The University at Buffalo's decision Monday to eliminate four sports teams won't reduce the amount students pay to support Division I athletics at UB.
It could take three to four years to see the $2 million in savings anticipated from cutting baseball, men's soccer, women's rowing and men's swimming and diving, UB President Satish K. Tripathi told The Buffalo News.
He did not expect the remaining 16 UB sports team to generate enough revenue to cover their costs.
"It's not going to be really a moneymaker. There's always going to be a subsidy," Tripathi said.
UB in recent years has fielded an athletics program that's among the most heavily subsidized in the country, with upwards of 75 percent of the $32 million athletics budget coming from student fees and general university funds.
University officials have defended the subsidy as an investment in building a competitive athletics program that adds to the overall campus experience for all students and increases UB's exposure nationally. But amid surging college costs and soaring student debt, some students and faculty have questioned the growth in the university's athletic spending.
In addition to tuition and other fees, all undergraduate students were charged $551 in 2015-16 to support intercollegiate athletics at UB. Athletics is the second largest of eight separate fees that UB charges on top of tuition to all undergraduate students. Other fees include technology, health and transportation.

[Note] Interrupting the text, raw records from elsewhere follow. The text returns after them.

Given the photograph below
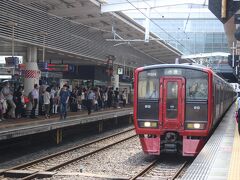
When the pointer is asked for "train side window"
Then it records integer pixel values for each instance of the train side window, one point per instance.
(148, 86)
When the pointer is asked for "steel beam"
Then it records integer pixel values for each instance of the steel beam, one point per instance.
(124, 6)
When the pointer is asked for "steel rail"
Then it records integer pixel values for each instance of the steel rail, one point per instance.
(145, 170)
(24, 165)
(179, 170)
(78, 158)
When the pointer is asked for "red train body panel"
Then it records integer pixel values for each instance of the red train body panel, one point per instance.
(176, 107)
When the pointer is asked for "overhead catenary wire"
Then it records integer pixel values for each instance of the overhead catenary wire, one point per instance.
(157, 24)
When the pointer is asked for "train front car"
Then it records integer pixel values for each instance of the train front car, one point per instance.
(172, 105)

The athletics fee provided $8.7 million to the intercollegiate teams. The rest of the subsidy, about $15 million, came from general university funds. Any savings from cutting the four sports would be absorbed into the university budget, Tripathi said.
Many students think the amount the university pays for athletics isn't fair, especially compared with what it spends on recreation and intramural programs, said Gina Nasca, a senior from Williamsville.

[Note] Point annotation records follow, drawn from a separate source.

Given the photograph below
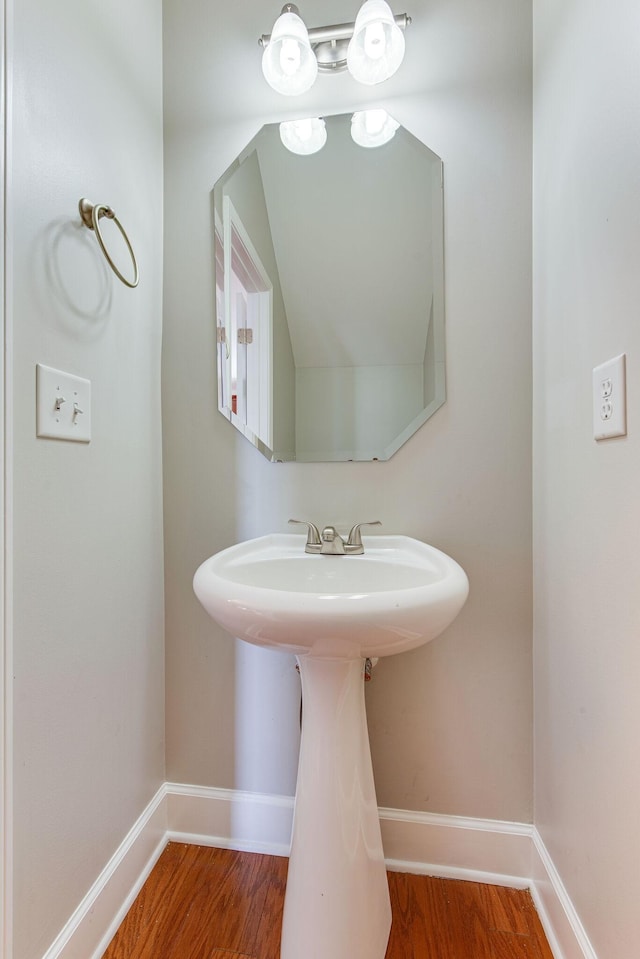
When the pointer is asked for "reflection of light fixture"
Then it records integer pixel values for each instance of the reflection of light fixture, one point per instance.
(304, 136)
(372, 48)
(372, 128)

Nasca, a mechanical engineering major, serves as vice president of the university's Student Association. The association is pushing university officials to provide a fairer distribution of funds for recreation, intramurals and club sports. Those programs attract thousands of student participants but receive a tiny fraction of what goes to intercollegiate athletics. In 2015-16, it was $726,310. At the same time, about 540 Division I student athletes were the primary beneficiaries of the $8.7 million in athletics fees.

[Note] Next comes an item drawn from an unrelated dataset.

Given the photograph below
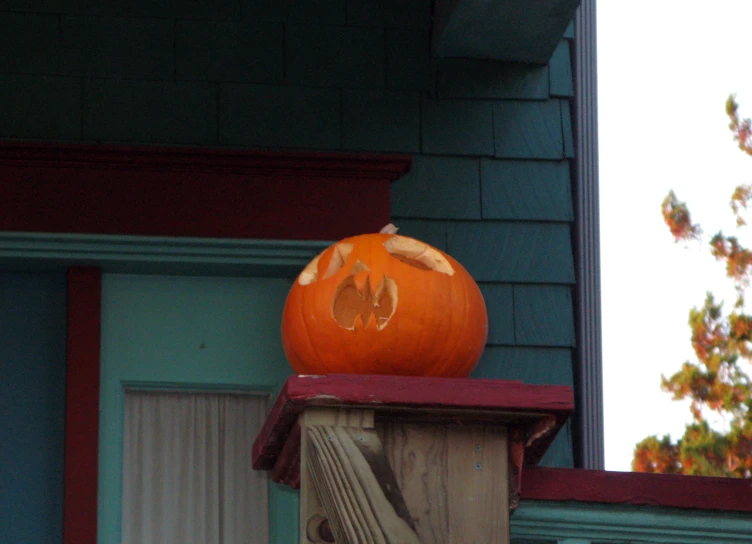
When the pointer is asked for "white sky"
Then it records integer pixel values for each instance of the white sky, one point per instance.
(665, 68)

"It definitely is still an issue that SA is trying to improve," Nasca said.
The cuts, she added, "amplified" the situation. Some students were stunned that the university did not trim expenses such as lodging football players in a hotel prior to home games, before lopping off low-profile, less-costly teams, such as baseball or soccer, Nasca said.
Median athletics expenditures at 201 Division I public universities rose by nearly 30 percent between 2010 and 2014, according to an analysis by the Chronicle of Higher Education, which examined financial statements provided by the universities to the NCAA.
At UB, total athletic funding grew to $31.3 million in 2014 from $25.4 million in 2010 – an increase of 23 percent. Its subsidy of sports increased to $24 million from $19.8 million in those years.
The Chronicle also reported that many athletics officials said their universities no longer could afford to spend as much as they have in recent years.
"Something had to be done," Tripathi said. "We offer too many programs. It's the long-term sustainability of the programs."
Even with the cuts announced Monday, the costs of maintaining the remaining teams will continue to grow, and it's not clear how much revenue from ticket sales and television contracts will keep pace.
"What we want is quality as opposed to quantity. We could have 25 sports. But the question is, can we support those and still compete? he said.
Tripathi said he did not have a target in mind for how much the university should subsidize its intercollegiate athletics program.
No other teams are in danger of being cut, he said.
As a public flagship university, UB should continue to support a highly competitive Division I sports program, Tripathi added.
"It's really something that's part of higher education," he said.